The operator of meter 11 may use I/O 17 to select the meter mode to
place a postal indicia on mail piece 10 or the scan mode to read
the postal indicia on mail piece 10. When the operator of meter 11
selects the meter mode, controller 16 turns control of meter 11
over to meter process controller 51. While mail piece 10 is being
printed, it is scanned by scanner 55.
Scanner 55 will store the image of mail piece 10 in buffer 52,
while mail piece 10 is being printed by meter 11. Scanner 55 will
also convert the image by using the process shown in block 53 and
store the processed image in mail data buffer 54. Then the optical
character recognition process 53 will begin. Process 53 will
segment the image into its various components, i.e., amount of
postage, meter number, date mail piece 10 mailed, place mail piece
10 mailed, security code 89, tracking number 7, recipient address
9, and return address 8, etc. At this point, the recognition
process will take the segmented components of the aforementioned
image and convert them into an ASCII text field. In the
identification process, it will be determined whether or not the
ASCII information is in the correct format. Now the extracted
information will be placed in processed mail data buffer 54. Clock
and calendar 6 will be used to note when an indicia was affixed to
mail piece 10 and when mail piece 10 was scanned. I/O 56 will be
used to convey the information stored in buffer 54 to modem 20 at a
predetermined time.
The operator of mail piece opening unit 60 (described in the
description of FIG. 8) may use I/O 47 to open mail piece 10 and
select the scan mode to read the postal indicia on mail piece 10.
When the operator of unit 60 selects the scan mode, controller 64
turns control of unit 60 over to scan process controller 51. Mail
piece 10 will be moved under scanner 55 and transported through
unit 60 by opener and envelope transport 65 (FIG. 8). Scanner 55
will store the image of mail piece 10 in buffer 52, convert the
image by using the process mentioned in block 53 and store the
processed image in processed mail data buffer 54. Then the optical
character recognition process 53 will begin. Process 53 will
segment the image into its various components, i.e., amount of
postage, meter number, date mail piece 10 mailed, place mail piece
10 mailed, security code 89, tracking number 7, recipient address
9, and return address 8, etc. At this point, a recognition process
will take the segmented components of the aforementioned image and
convert them into an ASCII text field. In the identification
process it will be determined whether or not the ASCII information
is in the correct format. Now the extracted information will be
placed in processed mail data buffer 54. Clock and calendar 6,58,66
(FIG. 8) will be used to determine when mail piece 10 was scanned
and I/O 56,57 63 will be used to convey the information stored in
buffer 54 to modems 21 and 23 at predetermined times.

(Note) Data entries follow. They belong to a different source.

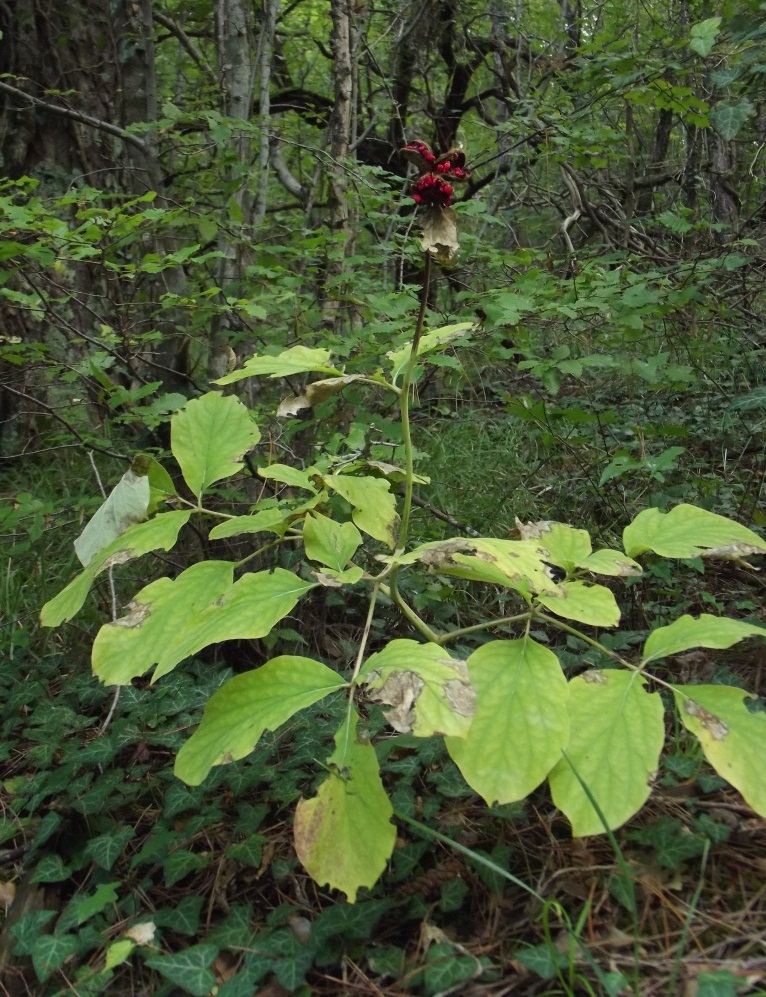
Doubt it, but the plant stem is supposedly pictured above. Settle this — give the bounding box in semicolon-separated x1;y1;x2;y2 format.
436;611;533;646
378;582;440;644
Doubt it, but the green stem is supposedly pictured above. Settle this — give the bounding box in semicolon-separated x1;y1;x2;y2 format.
378;582;440;643
436;611;533;646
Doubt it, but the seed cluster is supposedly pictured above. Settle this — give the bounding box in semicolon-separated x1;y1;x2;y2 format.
402;141;470;209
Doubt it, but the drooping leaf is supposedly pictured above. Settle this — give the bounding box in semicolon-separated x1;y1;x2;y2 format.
215;345;341;384
535;580;621;627
174;656;346;785
446;638;569;804
259;463;318;492
420;205;459;263
623;504;766;560
577;549;642;577
303;512;362;570
171;392;260;499
358;639;475;738
294;708;396;902
325;474;399;548
277;374;366;417
391;537;560;598
208;507;288;540
93;564;314;685
41;510;192;626
673;684;766;818
386;322;474;382
549;670;665;836
642;614;766;665
74;464;151;566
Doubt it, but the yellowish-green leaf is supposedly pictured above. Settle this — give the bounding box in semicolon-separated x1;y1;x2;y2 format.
41;510;192;627
258;463;318;492
359;639;475;737
446;638;569;805
386;322;474;382
642;614;766;665
535;580;621;627
623;504;766;560
171;392;260;499
303;512;362;570
175;656;346;785
208;507;287;540
93;565;314;685
578;549;642;577
277;375;365;417
215;345;341;384
294;708;396;902
516;520;591;570
549;670;664;836
673;684;766;818
325;474;398;548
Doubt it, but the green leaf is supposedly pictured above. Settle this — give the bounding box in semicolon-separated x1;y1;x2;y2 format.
535;580;621;627
642;614;766;665
516;520;591;570
325;474;399;548
208;508;288;540
11;910;57;956
386;323;474;382
673;684;766;818
145;943;219;997
359;639;475;737
83;826;135;870
215;345;341;384
294;708;396;902
549;670;665;836
74;466;150;566
710;99;754;141
171;392;260;499
689;16;721;56
304;512;362;570
578;549;642;577
164;849;210;887
41;510;191;626
32;933;81;983
30;855;71;883
446;639;569;804
258;463;318;491
623;504;766;560
66;882;119;926
175;656;346;785
104;939;136;971
393;537;561;598
93;564;314;685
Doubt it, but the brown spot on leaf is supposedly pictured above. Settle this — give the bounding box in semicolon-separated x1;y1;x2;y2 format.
368;670;424;734
115;600;150;628
684;699;729;740
583;670;607;684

FIG. 3 is a drawing of a mail piece containing a postal indicia
that was affixed by a electronic meter. Mail piece 10 has a
recipient address field 9 and a sender address field 8. A postal
indicia 36 is affixed to mail piece 10. Indicia 36 contains a
dollar amount 85, the date 86, that postal indicia 36 was affixed
to mail piece 10, the place 87 that mail piece 10 was mailed, the
postal meter serial number 88, an eagle 83, a security code 89 and
a tracking number 7. Security code 89 and tracking number 7 are
unique numbers that are derived from address field 9 and
information contained in the postage meter that affixed indicia 36.
The manner in which security code 89 and tracking number 7 are
obtained is disclosed in the Sansone et al U.S. Pat. No. 4,831,555
entitled "Unsecured Postage Applying System" herein incorporated by
reference. It will be obvious to one skilled in the art that
tracking number 7 may be printed in other areas of mail piece
10.
FIG. 4 is a drawing of a mail piece 10 containing a indicia 37.

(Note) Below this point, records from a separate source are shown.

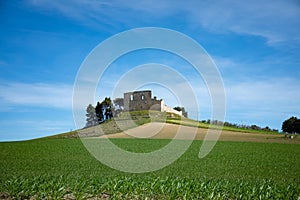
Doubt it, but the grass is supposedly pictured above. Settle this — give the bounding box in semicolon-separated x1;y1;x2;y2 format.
47;110;165;139
49;111;282;139
167;118;281;134
1;138;300;199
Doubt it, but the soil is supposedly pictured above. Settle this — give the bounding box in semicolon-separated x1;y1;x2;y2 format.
99;122;300;144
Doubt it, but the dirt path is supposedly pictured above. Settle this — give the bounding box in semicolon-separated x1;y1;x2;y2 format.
99;122;300;144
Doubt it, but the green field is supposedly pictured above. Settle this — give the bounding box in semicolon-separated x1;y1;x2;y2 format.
1;138;300;199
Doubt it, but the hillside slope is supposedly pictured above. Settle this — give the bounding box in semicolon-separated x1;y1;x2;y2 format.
99;122;300;144
47;111;298;143
48;111;171;139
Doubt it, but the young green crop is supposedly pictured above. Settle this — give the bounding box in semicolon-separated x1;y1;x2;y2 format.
1;138;300;199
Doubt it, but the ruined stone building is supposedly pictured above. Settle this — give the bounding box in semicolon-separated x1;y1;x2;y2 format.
113;90;187;117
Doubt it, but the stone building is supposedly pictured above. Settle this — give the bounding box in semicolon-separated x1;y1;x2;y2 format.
114;90;187;117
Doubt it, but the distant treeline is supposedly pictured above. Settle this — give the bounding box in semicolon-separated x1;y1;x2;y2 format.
200;119;279;132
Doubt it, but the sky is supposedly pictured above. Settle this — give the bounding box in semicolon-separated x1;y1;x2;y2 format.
0;0;299;141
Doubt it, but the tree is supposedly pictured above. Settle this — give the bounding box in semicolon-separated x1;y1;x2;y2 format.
295;119;300;134
95;97;115;122
113;98;124;117
263;126;271;131
85;104;98;127
173;106;188;118
88;97;115;125
282;116;300;134
95;102;104;123
173;106;183;112
101;97;114;120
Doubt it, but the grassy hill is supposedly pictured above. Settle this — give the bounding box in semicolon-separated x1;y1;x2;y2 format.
47;110;177;139
1;110;300;199
48;110;282;139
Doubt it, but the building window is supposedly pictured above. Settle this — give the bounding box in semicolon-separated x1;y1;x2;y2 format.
130;95;133;101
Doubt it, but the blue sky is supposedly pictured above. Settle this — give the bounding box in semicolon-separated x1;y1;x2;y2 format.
0;0;299;141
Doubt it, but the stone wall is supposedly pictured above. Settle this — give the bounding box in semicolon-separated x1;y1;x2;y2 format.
115;90;186;117
123;90;162;111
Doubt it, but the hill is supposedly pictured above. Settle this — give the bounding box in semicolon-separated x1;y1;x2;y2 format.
100;122;300;144
47;110;169;139
47;110;299;143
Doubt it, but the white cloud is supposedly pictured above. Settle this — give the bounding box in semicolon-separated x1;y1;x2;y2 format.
225;77;300;109
0;82;73;109
157;69;300;126
186;0;300;45
26;0;300;45
223;77;300;128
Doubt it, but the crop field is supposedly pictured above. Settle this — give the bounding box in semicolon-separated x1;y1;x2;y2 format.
1;137;300;199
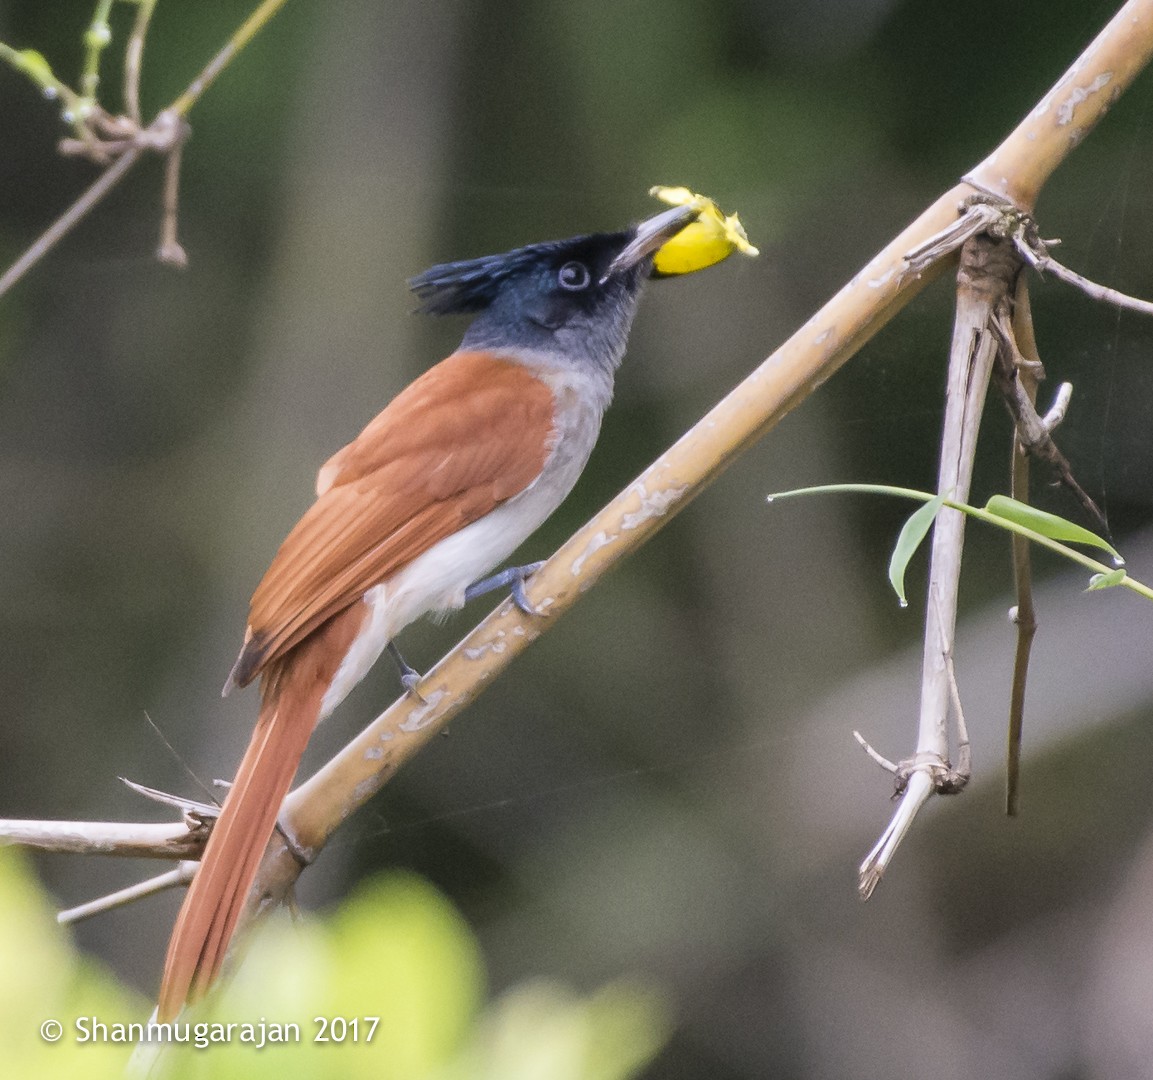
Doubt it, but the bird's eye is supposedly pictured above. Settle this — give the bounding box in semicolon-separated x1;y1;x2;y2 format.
557;261;591;291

Mail piece 10 has a recipient address field 9 and a sender address
field 8. Mail piece 10 contains USPS Information-Based Indicia
(IBI) 37. The United States Postal Service Engineering Center
recently published a notice of proposed specification that
describes a Information-Based Indicia. The postal indicia 37
contains a dollar amount 93, the date 94, that the postal indicia
was affixed to mail piece 10, the place 95 that mail piece 10 was
mailed, the postal security device serial number 96, a FIM code 97;
a 2D encrypted bar code 98; and a tracking number 7. Serial number
96 may be derived from bar code 98 or be equal to bar code 98. Bar
code 98 is a unique number that is derived from address field 9 and
information contained in the postal security device that affixed
IBI 37. The manner in which information contained in bar code 98 is
obtained is disclosed in the Sansone, et al. U.S. Pat. No.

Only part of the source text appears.